Singapore's Transport Minister, Yeo Cheow Tong, told Business Sunday that Qantas and Singapore Airlines should be encouraged to talk to each other.
"I don't see the two airlines agreeing to a merger at this point of time because there are many, many issues to be discussed," Yeo said.
"But hopefully as time passes Australian regulators will appreciate better what's happened on the international scene and the fact that the Australian market is actually quite competitive.
"They may agree to a merger between Qantas and one of the other airlines serving Australia, whether its Singapore Airlines or another airline."
Chew said Qantas and Singapore Airlines had made comments last year about talks going on in relation to the sharing of maintenance facilities the new Airbus 380 super jumbo.

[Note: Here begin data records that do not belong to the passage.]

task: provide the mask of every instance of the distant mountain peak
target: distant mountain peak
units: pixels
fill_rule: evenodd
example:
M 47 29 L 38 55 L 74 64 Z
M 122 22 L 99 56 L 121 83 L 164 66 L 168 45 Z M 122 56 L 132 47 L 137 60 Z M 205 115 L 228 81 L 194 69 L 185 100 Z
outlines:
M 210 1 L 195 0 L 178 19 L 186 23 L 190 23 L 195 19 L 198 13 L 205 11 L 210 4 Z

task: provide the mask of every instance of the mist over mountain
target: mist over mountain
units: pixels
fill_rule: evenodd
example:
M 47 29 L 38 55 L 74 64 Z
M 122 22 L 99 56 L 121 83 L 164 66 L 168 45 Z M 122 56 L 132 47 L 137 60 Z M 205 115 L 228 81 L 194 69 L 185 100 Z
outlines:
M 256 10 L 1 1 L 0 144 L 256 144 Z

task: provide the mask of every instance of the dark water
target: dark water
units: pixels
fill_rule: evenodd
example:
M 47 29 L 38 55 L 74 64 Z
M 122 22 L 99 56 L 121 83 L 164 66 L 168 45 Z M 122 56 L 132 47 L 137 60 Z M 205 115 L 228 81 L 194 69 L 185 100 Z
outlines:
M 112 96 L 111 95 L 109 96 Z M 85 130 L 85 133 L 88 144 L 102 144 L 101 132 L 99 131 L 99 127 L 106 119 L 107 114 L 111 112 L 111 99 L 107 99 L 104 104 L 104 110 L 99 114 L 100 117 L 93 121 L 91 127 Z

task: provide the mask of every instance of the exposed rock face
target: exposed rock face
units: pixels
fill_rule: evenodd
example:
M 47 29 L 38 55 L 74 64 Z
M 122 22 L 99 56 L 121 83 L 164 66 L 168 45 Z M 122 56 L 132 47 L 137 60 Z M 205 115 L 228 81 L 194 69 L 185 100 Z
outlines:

"It makes sense that neither of us duplicate facilities but rather put our heads together and see where we can have joint efforts and share facilities and thereby spread costs," he said.
Chew said the international airline industry should not be constrained and should be allowed to operate like many other major businesses in the world.
However, the airline industry was an industry where strict lines were drawn across national boundaries.
"Therefore the idea of a merger is an appealing one in economic philosophy, but it's an idea before its time, unfortunately," Chew said.
Last month, Qantas Airways chief executive Geoff Dixon said the airline was likely to merge with a foreign carrier in the next five to 10 years.
But Qantas was not likely to surrender its identity as an Australian carrier and that any merger would likely take for the form of a dual-listed structure.
Dixon played down as "hypothetical" suggestions by Prime Minister John Howard and then incoming Deputy Prime Minister Mark Vaile of a merger with Singapore Airlines.